Forensic archaeology is mostly defined as the use of archaeological methods and principles within a legal context. However, such a definition only covers one aspect of forensic archaeology and misses the full potential this discipline has to offer. This volume is unique in that it contains 57 chapters from experienced forensic archaeological practitioners working in different countries, intergovernmental organisations or NGO?s. It shows that the practice of forensic archaeology varies worldwide as a result of diverse historical, educational, legal and judicial backgrounds.

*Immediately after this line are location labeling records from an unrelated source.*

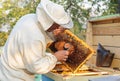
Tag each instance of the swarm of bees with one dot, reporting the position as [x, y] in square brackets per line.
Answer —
[79, 50]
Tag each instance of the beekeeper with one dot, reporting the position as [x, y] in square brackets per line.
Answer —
[24, 53]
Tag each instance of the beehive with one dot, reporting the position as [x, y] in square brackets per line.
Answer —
[105, 30]
[81, 53]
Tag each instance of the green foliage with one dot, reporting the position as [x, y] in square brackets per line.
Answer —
[12, 10]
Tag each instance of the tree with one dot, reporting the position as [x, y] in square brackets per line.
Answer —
[12, 10]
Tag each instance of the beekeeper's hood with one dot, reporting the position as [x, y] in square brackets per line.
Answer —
[49, 12]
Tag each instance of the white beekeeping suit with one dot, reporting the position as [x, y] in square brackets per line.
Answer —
[24, 53]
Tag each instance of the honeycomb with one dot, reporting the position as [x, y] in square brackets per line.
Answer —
[81, 52]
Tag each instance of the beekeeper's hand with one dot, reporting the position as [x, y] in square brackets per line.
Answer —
[61, 55]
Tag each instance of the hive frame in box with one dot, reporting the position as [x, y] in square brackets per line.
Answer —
[82, 44]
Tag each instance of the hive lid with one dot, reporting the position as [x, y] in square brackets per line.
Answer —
[82, 52]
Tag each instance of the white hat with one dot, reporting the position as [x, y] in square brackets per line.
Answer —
[56, 13]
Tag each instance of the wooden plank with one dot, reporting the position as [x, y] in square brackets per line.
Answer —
[116, 63]
[89, 39]
[115, 50]
[102, 18]
[107, 25]
[92, 61]
[107, 29]
[107, 40]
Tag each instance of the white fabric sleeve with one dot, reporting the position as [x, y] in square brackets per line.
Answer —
[36, 60]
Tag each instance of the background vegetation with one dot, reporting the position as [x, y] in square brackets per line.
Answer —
[79, 10]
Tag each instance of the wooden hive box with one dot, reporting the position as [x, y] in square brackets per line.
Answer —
[105, 30]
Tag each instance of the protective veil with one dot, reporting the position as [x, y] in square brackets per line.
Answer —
[24, 53]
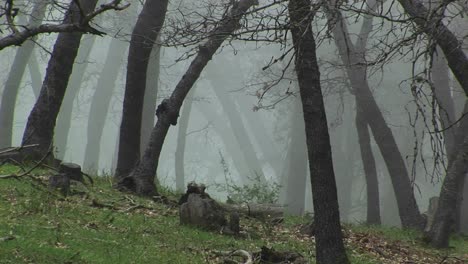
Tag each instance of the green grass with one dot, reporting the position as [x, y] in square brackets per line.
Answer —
[48, 228]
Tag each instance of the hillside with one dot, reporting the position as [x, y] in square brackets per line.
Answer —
[97, 224]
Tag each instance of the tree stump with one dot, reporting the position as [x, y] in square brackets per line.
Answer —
[198, 209]
[72, 170]
[60, 182]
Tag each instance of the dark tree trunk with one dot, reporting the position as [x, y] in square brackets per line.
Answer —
[352, 57]
[452, 190]
[329, 239]
[431, 25]
[144, 35]
[448, 198]
[41, 122]
[141, 179]
[100, 103]
[65, 116]
[10, 92]
[151, 95]
[441, 82]
[36, 76]
[370, 170]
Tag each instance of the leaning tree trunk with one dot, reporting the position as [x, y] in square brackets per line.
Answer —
[238, 128]
[151, 95]
[431, 24]
[41, 122]
[180, 149]
[449, 195]
[12, 84]
[141, 179]
[451, 190]
[370, 170]
[65, 116]
[100, 103]
[328, 236]
[144, 35]
[35, 74]
[296, 164]
[352, 57]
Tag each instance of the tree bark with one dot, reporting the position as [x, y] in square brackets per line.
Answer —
[141, 179]
[144, 35]
[296, 164]
[449, 196]
[41, 122]
[180, 149]
[100, 103]
[329, 239]
[431, 24]
[370, 170]
[65, 116]
[10, 92]
[151, 95]
[353, 59]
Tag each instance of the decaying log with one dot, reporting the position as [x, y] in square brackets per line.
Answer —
[270, 212]
[72, 170]
[60, 182]
[198, 209]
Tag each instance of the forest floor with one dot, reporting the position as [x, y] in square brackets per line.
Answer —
[97, 224]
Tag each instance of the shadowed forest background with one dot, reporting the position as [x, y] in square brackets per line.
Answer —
[125, 92]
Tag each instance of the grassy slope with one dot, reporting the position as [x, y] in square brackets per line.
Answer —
[37, 226]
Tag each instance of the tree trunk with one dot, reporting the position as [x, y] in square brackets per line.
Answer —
[441, 82]
[144, 35]
[296, 164]
[180, 149]
[352, 57]
[141, 179]
[235, 121]
[12, 84]
[151, 95]
[431, 24]
[65, 115]
[100, 103]
[370, 170]
[452, 190]
[36, 76]
[41, 122]
[449, 196]
[329, 239]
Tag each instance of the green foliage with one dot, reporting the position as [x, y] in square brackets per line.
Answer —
[101, 225]
[256, 191]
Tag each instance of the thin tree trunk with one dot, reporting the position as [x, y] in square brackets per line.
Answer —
[36, 76]
[449, 196]
[141, 179]
[370, 170]
[441, 82]
[65, 115]
[180, 149]
[41, 122]
[329, 239]
[238, 128]
[352, 57]
[151, 95]
[144, 35]
[100, 103]
[229, 141]
[10, 92]
[296, 164]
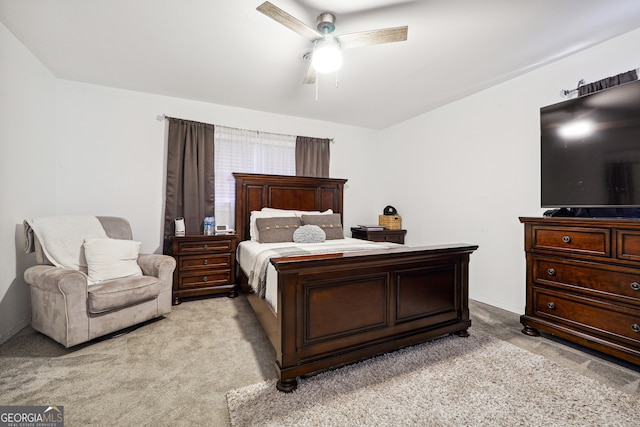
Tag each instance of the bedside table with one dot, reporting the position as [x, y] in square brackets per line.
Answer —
[386, 235]
[205, 265]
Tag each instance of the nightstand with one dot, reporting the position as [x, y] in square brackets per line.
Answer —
[205, 265]
[386, 235]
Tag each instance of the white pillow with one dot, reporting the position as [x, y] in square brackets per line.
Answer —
[111, 259]
[296, 212]
[253, 228]
[275, 213]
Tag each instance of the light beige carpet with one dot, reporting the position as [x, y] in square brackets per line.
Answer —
[474, 381]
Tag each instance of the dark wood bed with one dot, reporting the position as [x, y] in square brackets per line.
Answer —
[342, 308]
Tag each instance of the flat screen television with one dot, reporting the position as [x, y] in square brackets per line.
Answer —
[590, 154]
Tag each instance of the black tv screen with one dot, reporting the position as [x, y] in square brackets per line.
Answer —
[590, 150]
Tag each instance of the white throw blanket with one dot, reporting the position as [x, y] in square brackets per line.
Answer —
[62, 238]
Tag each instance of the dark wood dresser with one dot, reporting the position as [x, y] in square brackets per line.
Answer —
[386, 235]
[583, 282]
[205, 265]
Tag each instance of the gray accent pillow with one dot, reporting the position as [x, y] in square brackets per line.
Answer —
[330, 224]
[309, 234]
[278, 229]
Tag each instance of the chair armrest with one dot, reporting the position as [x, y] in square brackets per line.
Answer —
[160, 266]
[56, 279]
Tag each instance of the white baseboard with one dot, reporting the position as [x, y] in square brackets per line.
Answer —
[5, 335]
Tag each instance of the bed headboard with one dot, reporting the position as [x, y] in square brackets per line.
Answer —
[256, 191]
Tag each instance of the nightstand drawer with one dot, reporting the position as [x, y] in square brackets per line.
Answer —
[205, 261]
[224, 245]
[205, 265]
[584, 241]
[208, 279]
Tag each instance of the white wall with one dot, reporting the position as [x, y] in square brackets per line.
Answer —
[476, 166]
[112, 154]
[27, 169]
[69, 147]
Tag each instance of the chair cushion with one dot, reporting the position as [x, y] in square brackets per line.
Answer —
[114, 294]
[111, 258]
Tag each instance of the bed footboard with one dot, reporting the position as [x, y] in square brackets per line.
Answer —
[342, 308]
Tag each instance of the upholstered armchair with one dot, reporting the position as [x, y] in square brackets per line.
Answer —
[90, 280]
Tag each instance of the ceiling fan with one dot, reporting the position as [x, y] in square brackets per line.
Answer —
[327, 51]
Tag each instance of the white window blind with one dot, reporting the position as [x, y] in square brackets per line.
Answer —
[246, 151]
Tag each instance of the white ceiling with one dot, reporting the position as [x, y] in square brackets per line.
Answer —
[225, 52]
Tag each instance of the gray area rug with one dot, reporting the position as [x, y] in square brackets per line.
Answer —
[452, 381]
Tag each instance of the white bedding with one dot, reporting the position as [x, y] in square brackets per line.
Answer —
[253, 257]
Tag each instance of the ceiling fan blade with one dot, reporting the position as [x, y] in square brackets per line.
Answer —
[366, 38]
[288, 21]
[310, 76]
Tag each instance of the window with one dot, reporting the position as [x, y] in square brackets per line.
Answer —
[238, 150]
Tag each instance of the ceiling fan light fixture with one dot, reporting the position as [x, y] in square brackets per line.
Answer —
[327, 55]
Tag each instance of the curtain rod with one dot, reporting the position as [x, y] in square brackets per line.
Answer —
[568, 93]
[162, 117]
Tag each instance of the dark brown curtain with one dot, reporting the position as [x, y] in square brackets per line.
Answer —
[621, 78]
[312, 157]
[190, 179]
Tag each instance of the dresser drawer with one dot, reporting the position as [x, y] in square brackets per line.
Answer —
[575, 240]
[628, 245]
[205, 279]
[205, 262]
[593, 317]
[588, 277]
[188, 247]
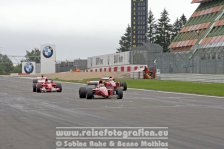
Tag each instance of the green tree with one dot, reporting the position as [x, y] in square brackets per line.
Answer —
[33, 56]
[151, 33]
[164, 31]
[125, 41]
[178, 24]
[6, 65]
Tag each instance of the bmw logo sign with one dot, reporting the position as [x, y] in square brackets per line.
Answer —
[48, 51]
[28, 68]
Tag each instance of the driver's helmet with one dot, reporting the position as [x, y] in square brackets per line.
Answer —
[111, 78]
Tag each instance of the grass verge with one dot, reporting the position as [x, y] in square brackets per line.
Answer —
[212, 89]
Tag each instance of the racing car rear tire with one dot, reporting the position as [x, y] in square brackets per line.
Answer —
[35, 81]
[82, 92]
[58, 85]
[89, 93]
[39, 86]
[124, 85]
[119, 93]
[34, 87]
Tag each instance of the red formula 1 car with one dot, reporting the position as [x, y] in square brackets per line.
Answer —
[97, 88]
[110, 83]
[44, 85]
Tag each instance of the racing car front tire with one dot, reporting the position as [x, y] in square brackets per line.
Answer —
[119, 93]
[124, 85]
[39, 86]
[34, 87]
[35, 81]
[89, 93]
[58, 85]
[82, 92]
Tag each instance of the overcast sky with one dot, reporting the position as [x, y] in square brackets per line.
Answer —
[78, 28]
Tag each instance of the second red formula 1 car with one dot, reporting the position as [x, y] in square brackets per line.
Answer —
[98, 88]
[45, 85]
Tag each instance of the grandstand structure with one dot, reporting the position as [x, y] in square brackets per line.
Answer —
[203, 30]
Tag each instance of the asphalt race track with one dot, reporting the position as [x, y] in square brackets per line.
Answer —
[28, 120]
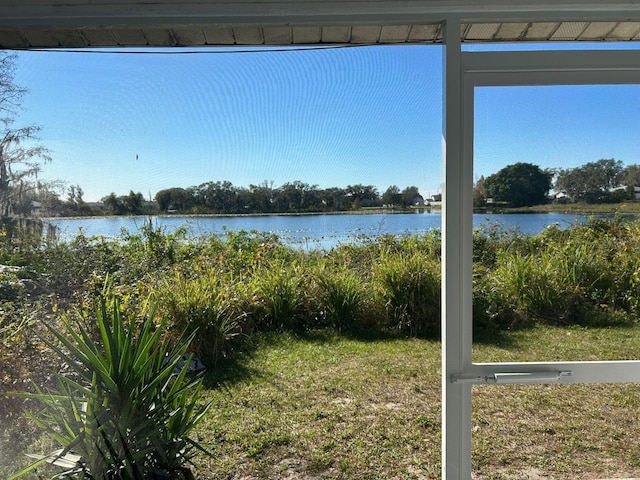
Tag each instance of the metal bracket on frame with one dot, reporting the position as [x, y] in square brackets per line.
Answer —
[512, 377]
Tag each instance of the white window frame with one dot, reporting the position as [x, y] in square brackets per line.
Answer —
[463, 72]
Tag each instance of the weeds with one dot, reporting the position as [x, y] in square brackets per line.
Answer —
[121, 414]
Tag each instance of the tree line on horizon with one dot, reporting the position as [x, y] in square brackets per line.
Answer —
[525, 184]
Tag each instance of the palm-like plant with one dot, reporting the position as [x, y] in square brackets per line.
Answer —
[128, 409]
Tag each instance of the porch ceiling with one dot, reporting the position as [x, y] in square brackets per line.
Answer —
[306, 35]
[166, 23]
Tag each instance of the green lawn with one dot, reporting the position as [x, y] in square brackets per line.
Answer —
[327, 407]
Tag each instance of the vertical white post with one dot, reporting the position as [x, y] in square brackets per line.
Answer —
[457, 265]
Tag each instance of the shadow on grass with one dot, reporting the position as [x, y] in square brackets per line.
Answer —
[233, 369]
[496, 338]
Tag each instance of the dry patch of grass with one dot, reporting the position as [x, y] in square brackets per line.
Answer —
[329, 407]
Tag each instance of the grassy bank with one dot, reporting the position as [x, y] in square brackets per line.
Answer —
[326, 364]
[326, 406]
[576, 208]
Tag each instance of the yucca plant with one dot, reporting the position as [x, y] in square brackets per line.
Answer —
[128, 408]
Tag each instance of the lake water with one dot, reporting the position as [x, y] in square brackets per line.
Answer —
[308, 231]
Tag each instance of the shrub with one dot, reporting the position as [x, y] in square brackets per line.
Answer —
[128, 409]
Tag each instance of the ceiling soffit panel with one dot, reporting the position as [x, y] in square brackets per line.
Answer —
[91, 23]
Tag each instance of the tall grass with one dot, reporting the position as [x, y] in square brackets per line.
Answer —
[409, 288]
[201, 304]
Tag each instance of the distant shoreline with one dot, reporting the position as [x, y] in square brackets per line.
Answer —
[362, 211]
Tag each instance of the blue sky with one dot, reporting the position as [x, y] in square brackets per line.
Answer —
[327, 117]
[116, 122]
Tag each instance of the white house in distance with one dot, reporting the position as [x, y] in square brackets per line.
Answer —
[452, 23]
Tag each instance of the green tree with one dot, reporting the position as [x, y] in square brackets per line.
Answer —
[114, 203]
[520, 184]
[392, 196]
[173, 198]
[20, 154]
[593, 182]
[410, 195]
[630, 176]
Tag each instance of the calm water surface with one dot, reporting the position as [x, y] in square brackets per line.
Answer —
[308, 231]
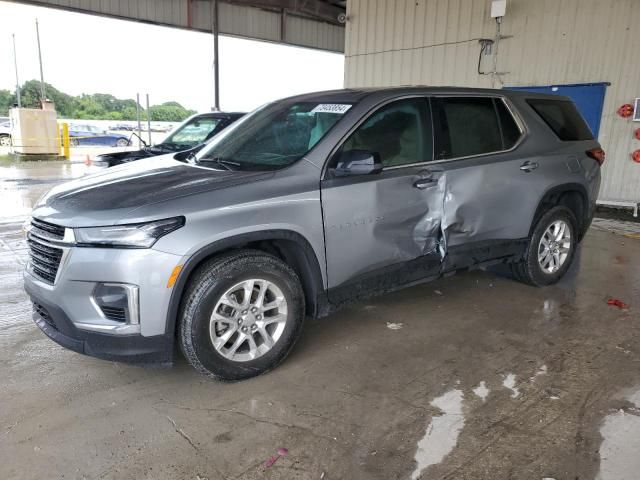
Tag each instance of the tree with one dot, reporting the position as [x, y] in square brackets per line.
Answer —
[95, 106]
[7, 99]
[169, 112]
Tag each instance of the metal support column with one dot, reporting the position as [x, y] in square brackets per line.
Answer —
[148, 120]
[15, 64]
[216, 63]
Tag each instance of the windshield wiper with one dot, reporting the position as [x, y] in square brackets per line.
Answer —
[227, 164]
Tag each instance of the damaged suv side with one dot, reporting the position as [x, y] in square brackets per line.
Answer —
[303, 205]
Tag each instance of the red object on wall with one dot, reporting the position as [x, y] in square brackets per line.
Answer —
[626, 110]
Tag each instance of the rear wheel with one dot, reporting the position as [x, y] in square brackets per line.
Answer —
[551, 249]
[241, 315]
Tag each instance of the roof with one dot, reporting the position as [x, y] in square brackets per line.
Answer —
[353, 95]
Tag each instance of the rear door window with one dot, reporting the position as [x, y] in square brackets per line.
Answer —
[466, 126]
[510, 130]
[563, 118]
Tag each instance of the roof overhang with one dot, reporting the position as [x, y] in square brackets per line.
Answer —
[317, 24]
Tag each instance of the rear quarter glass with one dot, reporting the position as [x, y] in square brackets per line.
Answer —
[563, 118]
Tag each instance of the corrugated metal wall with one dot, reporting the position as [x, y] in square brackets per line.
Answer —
[236, 20]
[435, 42]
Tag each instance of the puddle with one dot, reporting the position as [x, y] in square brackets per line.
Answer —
[619, 459]
[510, 383]
[442, 432]
[481, 391]
[541, 371]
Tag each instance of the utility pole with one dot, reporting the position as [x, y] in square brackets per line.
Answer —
[216, 66]
[15, 64]
[148, 120]
[42, 92]
[138, 119]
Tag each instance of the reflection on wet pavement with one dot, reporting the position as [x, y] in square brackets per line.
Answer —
[485, 379]
[619, 459]
[442, 433]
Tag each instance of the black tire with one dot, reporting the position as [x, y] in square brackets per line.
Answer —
[529, 270]
[208, 283]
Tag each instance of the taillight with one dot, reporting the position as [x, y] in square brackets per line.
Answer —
[597, 154]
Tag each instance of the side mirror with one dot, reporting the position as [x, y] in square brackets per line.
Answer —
[358, 162]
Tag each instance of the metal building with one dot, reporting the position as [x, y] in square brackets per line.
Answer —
[582, 48]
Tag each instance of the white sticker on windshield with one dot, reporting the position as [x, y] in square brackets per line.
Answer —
[331, 108]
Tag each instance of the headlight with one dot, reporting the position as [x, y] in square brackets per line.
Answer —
[137, 235]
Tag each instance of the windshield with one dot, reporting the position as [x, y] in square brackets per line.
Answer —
[273, 136]
[193, 132]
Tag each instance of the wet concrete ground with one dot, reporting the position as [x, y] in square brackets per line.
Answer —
[470, 377]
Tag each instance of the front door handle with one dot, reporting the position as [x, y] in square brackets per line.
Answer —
[528, 166]
[425, 182]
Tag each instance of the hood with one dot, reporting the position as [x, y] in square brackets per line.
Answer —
[106, 197]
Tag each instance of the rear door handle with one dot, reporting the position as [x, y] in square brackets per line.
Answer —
[528, 166]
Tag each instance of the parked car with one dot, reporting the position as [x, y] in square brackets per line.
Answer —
[301, 206]
[82, 134]
[5, 134]
[191, 135]
[123, 126]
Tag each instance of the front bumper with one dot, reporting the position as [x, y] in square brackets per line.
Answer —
[127, 348]
[67, 313]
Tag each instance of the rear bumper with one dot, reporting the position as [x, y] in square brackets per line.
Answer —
[56, 325]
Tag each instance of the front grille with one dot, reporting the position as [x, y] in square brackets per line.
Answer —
[46, 230]
[114, 313]
[45, 259]
[43, 314]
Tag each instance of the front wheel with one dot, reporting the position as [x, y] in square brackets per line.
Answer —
[551, 249]
[241, 315]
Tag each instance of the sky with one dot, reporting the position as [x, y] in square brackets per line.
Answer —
[90, 54]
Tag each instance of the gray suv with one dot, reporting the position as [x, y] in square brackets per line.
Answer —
[305, 204]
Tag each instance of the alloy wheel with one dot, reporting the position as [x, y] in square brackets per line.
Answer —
[554, 246]
[248, 320]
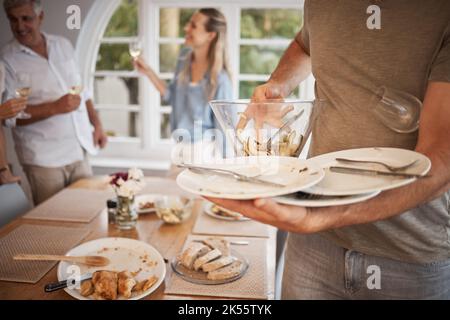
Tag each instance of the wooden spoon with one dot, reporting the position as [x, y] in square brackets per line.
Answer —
[96, 261]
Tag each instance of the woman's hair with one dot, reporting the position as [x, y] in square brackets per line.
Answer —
[218, 51]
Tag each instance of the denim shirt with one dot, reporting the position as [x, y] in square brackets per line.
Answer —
[190, 107]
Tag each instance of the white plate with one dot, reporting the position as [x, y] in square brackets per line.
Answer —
[283, 170]
[350, 184]
[124, 254]
[324, 201]
[207, 208]
[146, 198]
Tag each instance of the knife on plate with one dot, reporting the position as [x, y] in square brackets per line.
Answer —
[369, 172]
[63, 284]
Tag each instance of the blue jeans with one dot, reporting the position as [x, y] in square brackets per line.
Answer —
[315, 268]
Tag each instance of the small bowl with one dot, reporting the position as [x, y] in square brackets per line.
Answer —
[284, 126]
[173, 209]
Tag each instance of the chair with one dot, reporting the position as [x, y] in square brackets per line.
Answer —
[13, 203]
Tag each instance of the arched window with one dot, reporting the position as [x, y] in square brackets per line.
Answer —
[129, 106]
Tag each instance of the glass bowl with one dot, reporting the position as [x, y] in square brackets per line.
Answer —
[173, 209]
[269, 128]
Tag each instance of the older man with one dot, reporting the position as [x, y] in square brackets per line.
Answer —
[52, 143]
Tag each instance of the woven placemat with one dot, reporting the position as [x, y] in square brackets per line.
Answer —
[35, 239]
[206, 224]
[253, 285]
[73, 205]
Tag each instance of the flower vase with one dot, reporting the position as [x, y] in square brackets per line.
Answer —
[126, 216]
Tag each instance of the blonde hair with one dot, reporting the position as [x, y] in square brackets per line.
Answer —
[218, 51]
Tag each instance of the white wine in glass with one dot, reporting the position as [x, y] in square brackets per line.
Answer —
[23, 90]
[398, 110]
[135, 49]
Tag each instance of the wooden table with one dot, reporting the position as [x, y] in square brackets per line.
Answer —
[167, 239]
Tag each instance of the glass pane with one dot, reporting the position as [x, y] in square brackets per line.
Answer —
[270, 23]
[173, 20]
[165, 126]
[116, 90]
[246, 88]
[114, 57]
[121, 123]
[259, 59]
[124, 22]
[168, 54]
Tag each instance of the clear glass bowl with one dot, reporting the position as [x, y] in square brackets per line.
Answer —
[173, 209]
[270, 128]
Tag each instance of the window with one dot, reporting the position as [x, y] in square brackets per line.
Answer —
[129, 106]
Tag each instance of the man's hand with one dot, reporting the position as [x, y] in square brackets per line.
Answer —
[100, 138]
[267, 211]
[67, 103]
[12, 107]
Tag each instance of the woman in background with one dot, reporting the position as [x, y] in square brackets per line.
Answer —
[202, 74]
[9, 109]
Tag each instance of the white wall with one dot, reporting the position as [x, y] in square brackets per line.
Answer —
[55, 23]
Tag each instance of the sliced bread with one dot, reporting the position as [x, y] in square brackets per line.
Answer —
[227, 272]
[218, 243]
[213, 254]
[192, 252]
[217, 264]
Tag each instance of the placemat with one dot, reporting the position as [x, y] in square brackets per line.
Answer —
[206, 224]
[35, 239]
[73, 205]
[253, 285]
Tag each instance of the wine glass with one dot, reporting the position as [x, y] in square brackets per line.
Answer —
[398, 110]
[135, 48]
[75, 83]
[23, 90]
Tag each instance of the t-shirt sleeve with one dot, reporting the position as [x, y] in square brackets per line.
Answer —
[440, 69]
[302, 37]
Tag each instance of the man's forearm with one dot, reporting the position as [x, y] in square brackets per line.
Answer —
[293, 68]
[38, 112]
[93, 116]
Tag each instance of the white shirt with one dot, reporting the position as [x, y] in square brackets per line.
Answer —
[59, 140]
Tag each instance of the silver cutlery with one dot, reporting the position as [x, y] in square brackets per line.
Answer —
[285, 125]
[369, 172]
[63, 284]
[233, 242]
[387, 166]
[229, 173]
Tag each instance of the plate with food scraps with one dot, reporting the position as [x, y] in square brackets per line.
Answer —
[303, 199]
[136, 270]
[145, 203]
[221, 213]
[340, 184]
[276, 175]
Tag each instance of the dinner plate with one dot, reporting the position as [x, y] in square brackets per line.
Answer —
[208, 209]
[350, 184]
[301, 199]
[293, 173]
[124, 254]
[144, 198]
[200, 277]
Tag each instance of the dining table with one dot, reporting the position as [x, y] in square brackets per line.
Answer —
[167, 239]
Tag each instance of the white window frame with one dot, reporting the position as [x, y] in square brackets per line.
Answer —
[150, 152]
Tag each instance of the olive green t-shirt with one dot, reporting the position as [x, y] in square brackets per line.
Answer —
[349, 62]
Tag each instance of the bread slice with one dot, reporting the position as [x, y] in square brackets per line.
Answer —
[192, 252]
[218, 243]
[213, 254]
[227, 272]
[217, 264]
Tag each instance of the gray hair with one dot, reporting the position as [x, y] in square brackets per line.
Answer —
[9, 4]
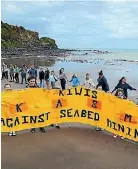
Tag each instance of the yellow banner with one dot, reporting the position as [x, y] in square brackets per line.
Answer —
[25, 109]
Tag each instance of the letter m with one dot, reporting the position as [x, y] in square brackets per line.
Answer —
[128, 118]
[18, 108]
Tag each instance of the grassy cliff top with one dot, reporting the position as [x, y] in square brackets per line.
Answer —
[18, 36]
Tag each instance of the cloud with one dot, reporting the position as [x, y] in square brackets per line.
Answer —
[13, 8]
[121, 20]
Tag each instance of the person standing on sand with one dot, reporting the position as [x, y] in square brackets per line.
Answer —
[33, 72]
[99, 88]
[102, 81]
[7, 88]
[75, 81]
[11, 72]
[53, 79]
[3, 70]
[89, 82]
[16, 71]
[23, 71]
[32, 84]
[47, 74]
[62, 78]
[120, 94]
[6, 72]
[122, 84]
[42, 78]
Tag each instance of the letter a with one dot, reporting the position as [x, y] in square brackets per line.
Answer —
[18, 109]
[58, 103]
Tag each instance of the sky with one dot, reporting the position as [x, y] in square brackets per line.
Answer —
[78, 24]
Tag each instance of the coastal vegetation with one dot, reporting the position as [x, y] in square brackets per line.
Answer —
[13, 36]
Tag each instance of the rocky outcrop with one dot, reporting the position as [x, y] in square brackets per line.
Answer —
[13, 37]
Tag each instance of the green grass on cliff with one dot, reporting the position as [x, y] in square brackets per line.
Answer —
[14, 36]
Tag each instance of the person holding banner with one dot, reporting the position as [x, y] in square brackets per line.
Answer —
[75, 81]
[7, 88]
[89, 82]
[122, 84]
[32, 84]
[120, 94]
[102, 81]
[63, 78]
[53, 79]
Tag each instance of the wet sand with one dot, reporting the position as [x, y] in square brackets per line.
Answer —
[78, 147]
[68, 148]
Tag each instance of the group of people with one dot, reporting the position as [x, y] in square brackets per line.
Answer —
[50, 78]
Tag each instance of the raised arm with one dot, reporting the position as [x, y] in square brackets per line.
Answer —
[130, 88]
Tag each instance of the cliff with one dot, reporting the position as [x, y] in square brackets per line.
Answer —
[19, 37]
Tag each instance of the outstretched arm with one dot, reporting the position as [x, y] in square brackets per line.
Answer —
[131, 88]
[115, 88]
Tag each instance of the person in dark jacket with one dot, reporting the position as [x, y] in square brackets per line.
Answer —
[23, 71]
[102, 81]
[123, 85]
[33, 72]
[42, 78]
[47, 75]
[32, 84]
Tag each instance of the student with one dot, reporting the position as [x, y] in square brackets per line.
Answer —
[23, 71]
[99, 87]
[7, 88]
[63, 78]
[53, 79]
[6, 72]
[124, 86]
[56, 125]
[32, 84]
[75, 81]
[120, 94]
[16, 71]
[33, 72]
[11, 72]
[89, 82]
[47, 74]
[42, 78]
[3, 70]
[103, 82]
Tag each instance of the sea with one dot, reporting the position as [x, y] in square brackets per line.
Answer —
[115, 64]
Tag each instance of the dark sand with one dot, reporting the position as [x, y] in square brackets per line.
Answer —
[68, 148]
[80, 147]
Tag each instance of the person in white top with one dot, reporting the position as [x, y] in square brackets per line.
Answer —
[7, 88]
[89, 82]
[53, 79]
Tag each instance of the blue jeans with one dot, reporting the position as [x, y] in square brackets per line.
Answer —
[23, 75]
[42, 83]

The chapters in this volume will be an invaluable reference to (forensic) archaeologists, forensic anthropologists, humanitarian and human rights workers, forensic scientists, police officers, professionals working in criminal justice systems and all other individuals who are interested in the potential forensic archaeology has to offer at scenes of crime or places of incident. This volume promotes the development of forensic archaeology worldwide. In addition, it proposes an interpretative framework that is grounded in archaeological theory and methodology, integrating affiliated behavioural and forensic sciences.